My experience is consistent with your description of internalizer parentified child, emotional mother, rejecting significantly narcissistic father, somewhat narcissistic older sister. My day-to-day basics also include my wonderful, hubby of 34 years (presumed inattentive ADHD - awaiting assessment in 2025) and his older sister (adult with developmental disabilities) for whom I've been the primary carer for 27 years. We have two 'fledged' children. Both my grandfathers served in WWII, one for Britain and one for Canada. My parents were born in 1939 and 1940, and they gloss over their upbringings.

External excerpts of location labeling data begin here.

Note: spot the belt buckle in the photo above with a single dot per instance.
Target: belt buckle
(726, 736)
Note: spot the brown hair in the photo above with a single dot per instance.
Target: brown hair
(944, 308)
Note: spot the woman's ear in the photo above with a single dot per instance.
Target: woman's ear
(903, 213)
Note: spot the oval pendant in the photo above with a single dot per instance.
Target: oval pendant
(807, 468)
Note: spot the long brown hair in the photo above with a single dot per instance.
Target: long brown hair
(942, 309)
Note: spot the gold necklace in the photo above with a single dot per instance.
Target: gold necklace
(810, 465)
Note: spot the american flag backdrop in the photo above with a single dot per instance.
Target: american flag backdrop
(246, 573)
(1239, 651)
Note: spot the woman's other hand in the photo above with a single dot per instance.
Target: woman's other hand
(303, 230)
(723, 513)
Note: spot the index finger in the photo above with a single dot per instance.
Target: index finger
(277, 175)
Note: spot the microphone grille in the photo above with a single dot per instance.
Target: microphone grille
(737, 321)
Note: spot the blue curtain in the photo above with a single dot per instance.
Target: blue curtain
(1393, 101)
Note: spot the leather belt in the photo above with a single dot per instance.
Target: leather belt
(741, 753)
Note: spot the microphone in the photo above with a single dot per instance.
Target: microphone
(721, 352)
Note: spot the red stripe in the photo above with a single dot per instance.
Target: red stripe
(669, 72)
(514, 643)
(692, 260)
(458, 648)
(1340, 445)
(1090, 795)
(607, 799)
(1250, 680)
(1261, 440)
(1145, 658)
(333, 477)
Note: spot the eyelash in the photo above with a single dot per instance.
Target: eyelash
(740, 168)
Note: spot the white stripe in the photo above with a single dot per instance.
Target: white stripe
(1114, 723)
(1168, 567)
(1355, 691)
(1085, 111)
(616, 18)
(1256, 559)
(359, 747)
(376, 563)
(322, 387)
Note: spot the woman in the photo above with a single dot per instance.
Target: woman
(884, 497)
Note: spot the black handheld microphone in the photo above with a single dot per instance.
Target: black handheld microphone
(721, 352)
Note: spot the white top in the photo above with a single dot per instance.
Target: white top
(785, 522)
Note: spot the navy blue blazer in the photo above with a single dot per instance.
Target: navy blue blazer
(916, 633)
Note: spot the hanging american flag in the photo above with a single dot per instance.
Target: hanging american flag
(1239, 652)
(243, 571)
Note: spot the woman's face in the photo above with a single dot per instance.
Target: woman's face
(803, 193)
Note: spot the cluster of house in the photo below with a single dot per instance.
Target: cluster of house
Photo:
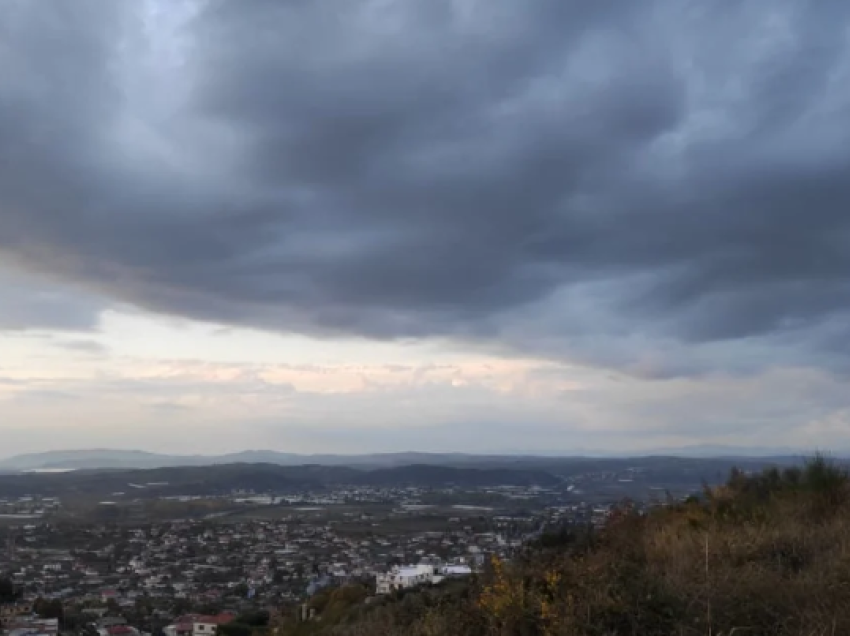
(19, 619)
(200, 562)
(198, 624)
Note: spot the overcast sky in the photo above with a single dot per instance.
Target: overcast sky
(376, 225)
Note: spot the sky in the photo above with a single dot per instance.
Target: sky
(486, 226)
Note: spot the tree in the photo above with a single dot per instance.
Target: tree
(8, 593)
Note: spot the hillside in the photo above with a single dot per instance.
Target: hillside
(92, 459)
(211, 480)
(765, 555)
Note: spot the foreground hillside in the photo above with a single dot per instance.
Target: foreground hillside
(761, 555)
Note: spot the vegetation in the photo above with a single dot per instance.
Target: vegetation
(8, 592)
(765, 554)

After listening to your many interviews on YouTube, I had a vivid dream. I was floating in big swells in the ocean, in one of those doughnut-shaped, white and red life-preserver rings. My mom and sister were a little away, and more people were way off, all in similar flotation rings. In my dream I thought it would be nicer to be close to my mom and sister, nicer for all of us. So I called to them and encouraged them to join up together. They gradually came closer in through the waves. But once they were close, they started to climb up on top of me, to get out of the water, pushing me under water as they climbed. I had to struggle hard to break free, save myself and get to a safe distance. So there I was, longing to have supportive people close by, but needing to maintain a safe distance from my mom and sister for survival.

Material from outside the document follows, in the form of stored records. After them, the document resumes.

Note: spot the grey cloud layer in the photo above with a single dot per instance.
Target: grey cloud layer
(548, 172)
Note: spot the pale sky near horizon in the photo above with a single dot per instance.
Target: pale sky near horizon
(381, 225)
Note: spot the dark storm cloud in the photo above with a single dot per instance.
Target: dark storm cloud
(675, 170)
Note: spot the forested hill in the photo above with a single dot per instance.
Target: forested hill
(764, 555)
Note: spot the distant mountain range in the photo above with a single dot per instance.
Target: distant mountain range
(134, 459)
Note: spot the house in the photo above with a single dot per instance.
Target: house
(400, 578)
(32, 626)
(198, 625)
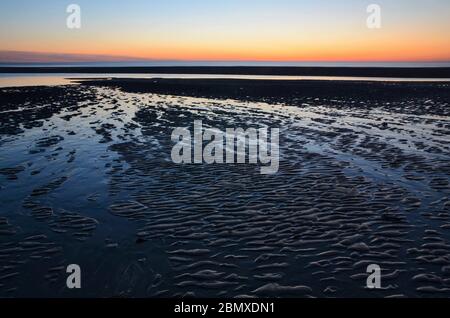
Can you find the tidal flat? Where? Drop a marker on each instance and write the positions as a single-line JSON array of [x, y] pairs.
[[86, 178]]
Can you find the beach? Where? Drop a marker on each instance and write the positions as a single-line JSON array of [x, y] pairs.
[[86, 177]]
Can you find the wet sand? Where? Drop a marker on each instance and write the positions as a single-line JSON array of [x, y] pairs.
[[86, 177]]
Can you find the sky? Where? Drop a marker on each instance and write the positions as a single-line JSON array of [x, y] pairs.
[[225, 30]]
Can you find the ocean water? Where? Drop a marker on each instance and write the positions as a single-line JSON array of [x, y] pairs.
[[86, 178], [21, 80]]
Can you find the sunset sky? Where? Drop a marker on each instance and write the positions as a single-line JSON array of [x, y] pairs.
[[226, 30]]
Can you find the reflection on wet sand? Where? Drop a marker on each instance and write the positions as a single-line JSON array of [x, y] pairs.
[[86, 177]]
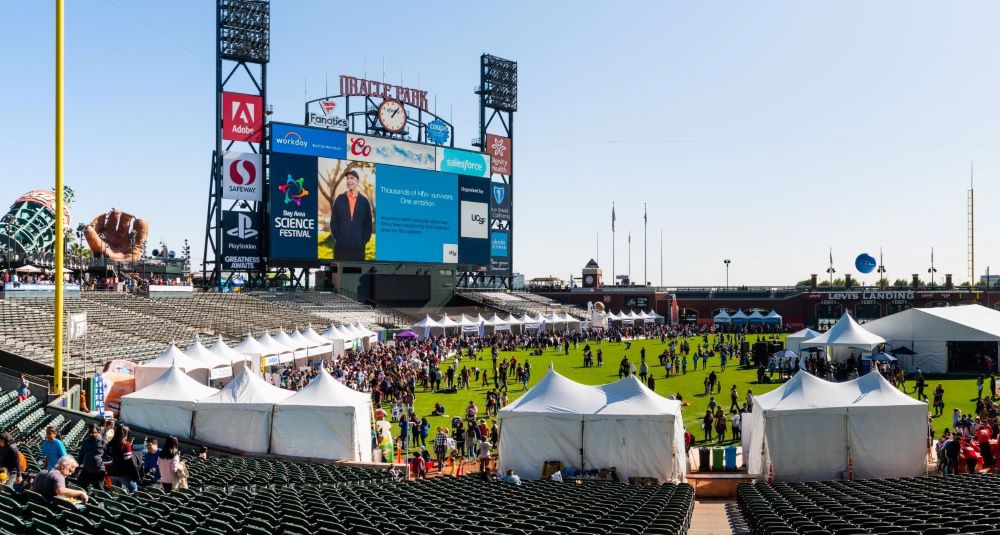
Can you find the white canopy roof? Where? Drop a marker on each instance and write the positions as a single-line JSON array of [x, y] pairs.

Your ACEIP book and interviews have enlightened me and affirmed my experience - thank you so much.

Reply
Lindsay Carter Gibson
12/4/2024 11:51:12 am


Hello Angela,

I'm so glad this information has been helpful to you. You clearly have done a lot of good work on this already. When grief seems to be stuck, I think an IFS approach can be very helpful. Sustained grief may mean that there's a child part that hasn't been fully heard yet, even though your adult self is on board. By working with the inner child more, it can create some relief for the actual emotional side of things. A friend, Nicole Johnson, has a book coming out, Reparenting Your Inner Child, which will be published July, 2025. Your dream was amazing and really captures the dilemma of trying to be close with people who resist others' personal boundaries. I hope that having given so much to others, you can find a therapist with an IFS or AEDP orientation who can help you work through the feeling side of things. Sometimes we need that help to access and work through the feelings, and when we do, the grief lessens.